Brent Spence Bridge plan reboot looks for cost savings and toll discounts

01/28/2015 06:19 PM

COVINGTON — The governors of Kentucky and Ohio are rebooting their plans to build a replacement Brent Spence Bridge in Northern Kentucky. Kentucky Gov. Steve Beshear and Ohio Gov. John Kasich announced they’re looking for ways to cut costs and reduce tolling to the bridge on Wednesday.

Beshear told reporters that frequent users of a new Brent Spence Bridge would get a discount on tolls and Kentucky and Ohio would split construction costs and toll revenues under a newly proposed working plan.

In addition, to the sharing cost elements and toll discounts, there is a focus on creating cost-savings solutions to try to lower the projected $2.6 billion cost as well as putting together a workable finance plan by the end of 2015 so legislators from both states can allocate funds during the 2016 session.

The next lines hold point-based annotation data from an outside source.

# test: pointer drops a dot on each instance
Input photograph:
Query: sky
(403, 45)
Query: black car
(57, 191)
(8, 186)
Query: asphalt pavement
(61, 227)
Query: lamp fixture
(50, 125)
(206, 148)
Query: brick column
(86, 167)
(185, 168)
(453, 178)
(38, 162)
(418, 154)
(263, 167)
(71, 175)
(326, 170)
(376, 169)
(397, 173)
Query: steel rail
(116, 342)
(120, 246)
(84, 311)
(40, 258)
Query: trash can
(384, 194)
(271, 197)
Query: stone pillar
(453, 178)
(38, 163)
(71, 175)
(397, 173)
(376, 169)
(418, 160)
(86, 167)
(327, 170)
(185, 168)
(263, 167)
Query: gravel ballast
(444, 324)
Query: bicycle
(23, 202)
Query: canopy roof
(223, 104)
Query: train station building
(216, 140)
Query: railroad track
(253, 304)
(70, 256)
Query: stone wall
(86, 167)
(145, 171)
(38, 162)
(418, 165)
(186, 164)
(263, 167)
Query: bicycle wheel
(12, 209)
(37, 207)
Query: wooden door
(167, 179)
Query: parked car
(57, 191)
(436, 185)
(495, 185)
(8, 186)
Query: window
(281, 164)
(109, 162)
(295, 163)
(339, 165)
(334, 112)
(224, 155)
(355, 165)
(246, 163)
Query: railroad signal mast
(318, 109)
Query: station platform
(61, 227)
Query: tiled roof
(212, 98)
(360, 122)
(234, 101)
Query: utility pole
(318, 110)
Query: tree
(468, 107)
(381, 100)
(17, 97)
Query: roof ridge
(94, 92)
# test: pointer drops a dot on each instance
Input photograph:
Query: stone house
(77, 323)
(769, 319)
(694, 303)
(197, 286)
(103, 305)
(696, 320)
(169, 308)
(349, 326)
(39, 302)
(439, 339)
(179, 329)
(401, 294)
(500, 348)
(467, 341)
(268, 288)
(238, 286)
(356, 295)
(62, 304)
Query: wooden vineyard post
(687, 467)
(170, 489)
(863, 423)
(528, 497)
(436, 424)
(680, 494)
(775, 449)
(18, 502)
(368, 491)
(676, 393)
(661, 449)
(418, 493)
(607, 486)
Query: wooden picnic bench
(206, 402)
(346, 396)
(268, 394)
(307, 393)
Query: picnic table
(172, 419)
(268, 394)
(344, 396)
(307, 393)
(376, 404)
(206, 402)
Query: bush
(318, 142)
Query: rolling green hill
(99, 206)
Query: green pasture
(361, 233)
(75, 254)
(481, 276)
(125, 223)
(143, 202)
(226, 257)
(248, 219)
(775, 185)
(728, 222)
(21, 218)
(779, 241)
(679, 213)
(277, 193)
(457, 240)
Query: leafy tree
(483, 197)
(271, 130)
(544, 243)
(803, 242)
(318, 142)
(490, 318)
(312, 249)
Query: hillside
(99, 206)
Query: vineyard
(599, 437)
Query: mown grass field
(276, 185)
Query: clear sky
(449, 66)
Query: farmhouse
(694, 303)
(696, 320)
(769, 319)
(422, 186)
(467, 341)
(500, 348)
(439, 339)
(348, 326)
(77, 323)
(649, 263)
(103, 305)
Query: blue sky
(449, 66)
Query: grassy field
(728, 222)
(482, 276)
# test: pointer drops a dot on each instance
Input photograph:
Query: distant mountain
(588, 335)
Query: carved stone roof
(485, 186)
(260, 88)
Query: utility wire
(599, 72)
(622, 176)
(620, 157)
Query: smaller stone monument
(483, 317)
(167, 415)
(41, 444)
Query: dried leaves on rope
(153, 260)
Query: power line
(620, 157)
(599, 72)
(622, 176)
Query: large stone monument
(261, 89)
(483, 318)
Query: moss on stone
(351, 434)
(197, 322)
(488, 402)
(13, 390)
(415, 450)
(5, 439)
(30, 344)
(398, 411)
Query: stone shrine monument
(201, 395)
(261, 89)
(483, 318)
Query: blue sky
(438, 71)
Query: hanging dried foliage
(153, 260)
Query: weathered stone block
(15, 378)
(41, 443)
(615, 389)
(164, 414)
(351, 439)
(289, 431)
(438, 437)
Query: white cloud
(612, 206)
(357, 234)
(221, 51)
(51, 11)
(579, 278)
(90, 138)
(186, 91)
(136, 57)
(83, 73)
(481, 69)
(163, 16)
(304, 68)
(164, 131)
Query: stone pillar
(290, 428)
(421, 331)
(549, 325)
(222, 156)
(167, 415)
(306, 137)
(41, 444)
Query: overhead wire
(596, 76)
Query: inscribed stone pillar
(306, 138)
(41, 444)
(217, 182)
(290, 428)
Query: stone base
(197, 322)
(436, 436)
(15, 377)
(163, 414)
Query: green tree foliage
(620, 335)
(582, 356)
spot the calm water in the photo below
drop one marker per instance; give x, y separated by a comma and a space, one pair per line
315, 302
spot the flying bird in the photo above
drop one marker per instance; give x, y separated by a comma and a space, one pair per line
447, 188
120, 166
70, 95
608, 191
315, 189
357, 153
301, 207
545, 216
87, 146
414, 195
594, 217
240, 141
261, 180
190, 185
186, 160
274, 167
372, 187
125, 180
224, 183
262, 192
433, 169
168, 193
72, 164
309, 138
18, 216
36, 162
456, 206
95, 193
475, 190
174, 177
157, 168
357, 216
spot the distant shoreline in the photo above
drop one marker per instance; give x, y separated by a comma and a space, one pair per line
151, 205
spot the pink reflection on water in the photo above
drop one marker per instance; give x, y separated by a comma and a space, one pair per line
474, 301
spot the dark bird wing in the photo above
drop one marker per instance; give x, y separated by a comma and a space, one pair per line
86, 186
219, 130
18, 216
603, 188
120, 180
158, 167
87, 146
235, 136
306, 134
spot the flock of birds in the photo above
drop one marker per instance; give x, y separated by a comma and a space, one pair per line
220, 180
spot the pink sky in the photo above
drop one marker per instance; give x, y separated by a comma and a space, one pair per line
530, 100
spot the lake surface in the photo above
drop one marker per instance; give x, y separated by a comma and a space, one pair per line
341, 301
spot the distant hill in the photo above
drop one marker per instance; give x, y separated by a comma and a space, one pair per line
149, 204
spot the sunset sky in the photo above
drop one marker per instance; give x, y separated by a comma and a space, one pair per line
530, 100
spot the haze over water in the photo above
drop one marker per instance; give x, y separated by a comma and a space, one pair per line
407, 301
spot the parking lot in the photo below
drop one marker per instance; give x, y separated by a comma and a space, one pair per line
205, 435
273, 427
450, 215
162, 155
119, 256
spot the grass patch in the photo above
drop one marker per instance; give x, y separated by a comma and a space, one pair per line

Beshear said that frequent users, who use the bridge daily for school or work, will receive a discount of 50 percent, although the cost of the toll is still to be determined.

“We won’t really know the exact amount of tolls until a lot of variables are settled including, if you’re going to sell bonds, what the interest rate will be,” Beshear said.

Both governors agreed that both states will benefit from a new bridge and should share the expenditures and revenues equally.

“The added capacity, the expanded economic activity, so, it makes sense to split the tab and split the revenues,” Beshear said.

The Kentucky Transportation Cabinet and the Ohio Department of Transportation and their consultants are scrutinizing the current replacement plan cost for a new bridge identifying potential changes in design, construction and financing approaches to lower the overall costs. That study is due March 30.

Beshear admits that he doesn’t know exactly where the savings will be but a similar plan with the Louisville bridges cut the cost from $4.1 billion to $2.3 billion.

Beshear warns the longer the project is delayed, the more the area will be hurt and the more the project will cost.

“Traffic is going to grow more congested, not less,” Beshear said. “Driving will grow more dangerous, not less.”

Kasich says that he’s tired of hearing from the ant-toll proponents, who, in his words, are part of the dysfunction in America today.

“This project should have been started a year ago,” said a visibly frustrated Kasich. “There’s no question about this and it’s going to happen. Just get with the program.”

Pending approval by lawmakers in early 2016, the states could select a project team as soon as late 2016 and begin construction as soon as 2017.